Friday, August 18, 2017

process text streams using filters (sort,nl,wc,expand,cut,paste)



We can see the number of text files,that we created.

[ user@tcox1 ~]$ mkdir tmp
[ user@tcox1 ~]$  ll
[ user@tcox1 ~]$  cd tmp
[ user@tcox1 tmp]$  cp ../* .txt

these are the text files,we are going to deal with.
The first command,we are going to cover is sorting:
It allows us to sort either numerically or alphabetically.
Starting by default,column zero.


[ user@tcox1 tmp]$  cat numbers.txt
1
5
10
13
55
511
6
2
49

[ user@tcox1 tmp]$ sort numbers.txt

[ user@tcox1 tmp]$  sort -n numbers.txt

1
2
5
6
10
13
49
55
511

[ user@tcox1 tmp]$  cat alpha

The sort command doesn’t change the original file.
We want to sort the values in the file and have it actually captured that output and redirect to

another file.


[ user@tcox1 tmp]$  sort alpha.txt   >  sortedalpha.txt
[ user@tcox1 tmp]$ cat sorted alpha.txt


alpha
beta
epsilon
gamma
theta
zeta

[ user@tcox1 tmp]$

How we number lines in a file?
à nl command helps us to numbering the line.

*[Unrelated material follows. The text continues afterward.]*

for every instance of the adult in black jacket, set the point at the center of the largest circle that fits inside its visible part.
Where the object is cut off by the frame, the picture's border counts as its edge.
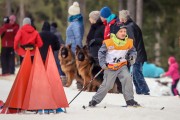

[ user@tcox1 tmp]$ cat /etc/passwd

adm: x : 3 : 4 adm : /var/adm: /sbin/nologin
lp:x: 4 : 7 :lp: /var/spool/lpd: /sbin/nologin


[ user@tcox1 tmp]$ nl  cat /etc/passwd



It will assign the line number to the file,
If I have blank lines in the /etc/passwd

If you want to assign the line number to the blank line:

In this case,we don’t have any blank lines in the /etc/passwd
The account of lines,numbers and words in the file.

Word count(wc):count the number of words,lines and numbers




[ user@tcox1 tmp]$  wc  -l  /etc/passwd
31  /etc/passwd

[ user@tcox1 tmp]$ wc -w  cat /etc/passwd
50  /etc/passwd

[ user@tcox1 tmp]$ wc -c   /etc/passwd
1538  /etc/passwd

[ user@tcox1 tmp]$ ls -al  /etc/passwd


1538 bytes or characters.
It is often used in a conjunction with a command.
If I want to know number of lines in a particular directory:

This is the process of pipelining or processing the text stream in to the output.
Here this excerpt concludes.